The System  ›  Part V · The Constitution & the State

§20 · Part V

Membership, external relations, and emergency

Membership runs with the participation condition: standing and obligation move together, with an inalienable somatic floor beneath every member. The emergency is bounded by design, a supermajority trigger, a strict sunset, mandatory post-hoc review, and a forbidden-touch clause: an emergency power may act fast within the frame, but may never amend the Charter, rewrite the rebalancer's own rules, or abolish the checks, and it lapses by itself. The clause holds hardest under existential pressure, where raison d'état would relax it.

Externally, the doctrine is non-expansionist: growth is internal flourishing, never conquest, because outward extraction corrupts the free order at home. A hostile power of opposed principle is treated as a standing failure mode to be defended against, not courted.

What it means

Three things live here.
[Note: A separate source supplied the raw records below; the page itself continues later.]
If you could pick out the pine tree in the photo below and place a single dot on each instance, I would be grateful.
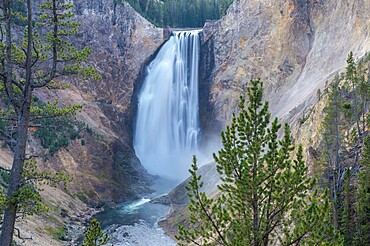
(94, 236)
(363, 204)
(35, 48)
(265, 196)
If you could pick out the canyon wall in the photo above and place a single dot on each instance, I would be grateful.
(294, 46)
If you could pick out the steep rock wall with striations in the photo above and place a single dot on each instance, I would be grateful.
(105, 167)
(294, 46)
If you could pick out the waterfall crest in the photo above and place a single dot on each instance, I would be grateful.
(167, 124)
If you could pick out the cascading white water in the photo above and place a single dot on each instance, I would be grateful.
(167, 124)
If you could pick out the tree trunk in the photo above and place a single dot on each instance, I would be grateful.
(16, 172)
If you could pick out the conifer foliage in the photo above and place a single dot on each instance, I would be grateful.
(265, 196)
(94, 236)
(35, 49)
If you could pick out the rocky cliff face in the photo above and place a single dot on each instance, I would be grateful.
(293, 46)
(106, 168)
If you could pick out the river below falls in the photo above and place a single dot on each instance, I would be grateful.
(136, 222)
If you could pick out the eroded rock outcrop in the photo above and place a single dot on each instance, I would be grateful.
(294, 46)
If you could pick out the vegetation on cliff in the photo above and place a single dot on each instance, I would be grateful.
(265, 195)
(35, 49)
(343, 162)
(179, 13)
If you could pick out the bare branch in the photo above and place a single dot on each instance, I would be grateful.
(5, 169)
(52, 73)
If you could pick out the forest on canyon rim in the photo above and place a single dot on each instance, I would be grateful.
(40, 56)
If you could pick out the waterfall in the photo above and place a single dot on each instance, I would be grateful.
(167, 124)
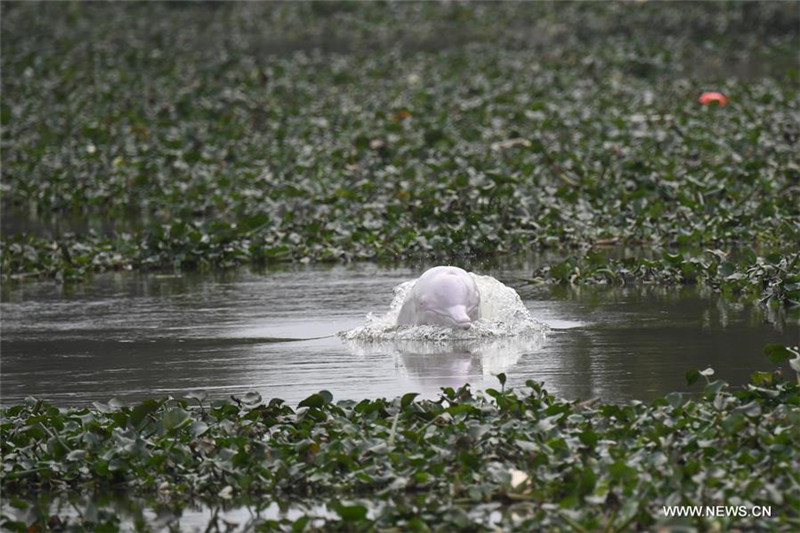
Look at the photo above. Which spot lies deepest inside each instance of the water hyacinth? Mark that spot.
(512, 458)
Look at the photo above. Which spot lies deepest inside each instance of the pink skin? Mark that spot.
(442, 296)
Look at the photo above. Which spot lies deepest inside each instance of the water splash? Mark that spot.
(503, 316)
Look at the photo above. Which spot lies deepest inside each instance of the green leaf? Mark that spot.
(175, 418)
(351, 513)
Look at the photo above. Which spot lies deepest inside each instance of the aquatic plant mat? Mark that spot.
(510, 459)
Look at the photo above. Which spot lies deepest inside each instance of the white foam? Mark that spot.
(503, 315)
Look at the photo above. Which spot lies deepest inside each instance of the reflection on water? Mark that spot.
(133, 336)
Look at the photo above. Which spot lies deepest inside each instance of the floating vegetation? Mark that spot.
(516, 458)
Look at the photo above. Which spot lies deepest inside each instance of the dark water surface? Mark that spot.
(134, 336)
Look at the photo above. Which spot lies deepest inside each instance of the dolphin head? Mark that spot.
(449, 299)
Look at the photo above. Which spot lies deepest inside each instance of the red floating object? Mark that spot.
(707, 98)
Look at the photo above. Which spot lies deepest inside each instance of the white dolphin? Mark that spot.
(442, 296)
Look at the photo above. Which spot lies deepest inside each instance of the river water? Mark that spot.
(134, 336)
Membership runs with the participation condition, standing and obligation move together, and beneath every member lies an inalienable somatic floor (food, air, medicine, bodily integrity) no calculation may reach. The emergency is bounded by design: a genuine crisis may trigger fast action, but the emergency power can never amend the Charter, rewrite the rebalancer's rules, or abolish the checks, and it lapses by itself. The model is Rome's: the constitutional dictatorship, single-purpose and time-limited, "did good," while the open-ended decemvirate became tyranny. And the state is non-expansionist: growth is internal flourishing, never conquest, because outward extraction corrupts the free order at home.

Why Axiacracy needs it

Every constitution meets its hardest test in the emergency, where "the safety of the state overrides everything" is the standard excuse for suspending rights exactly when they matter most; and a value-sensing state could all too easily rationalise outward extraction as "raising the vector." This § exists to bound the emergency in advance and to forbid the imperial temptation before it arises.

Compared with other approaches

Against Schmitt's "sovereign is he who decides on the exception", the doctrine bounds the exception (a supermajority trigger, a strict sunset, mandatory review) precisely against the Weimar Article-48 slide. The concrete content, the forbidden-touch clause, live checks, self-executing sunset, the dictatorship-vs-decemvirate distinction, is Machiavelli's (Machiavelli), as is the anti-imperial argument that expansion corrupts the free order. Exogenous subversion by a hostile power of opposed principle is Aristotle's failure mode (Aristotle). The full catalogue of failures is §22.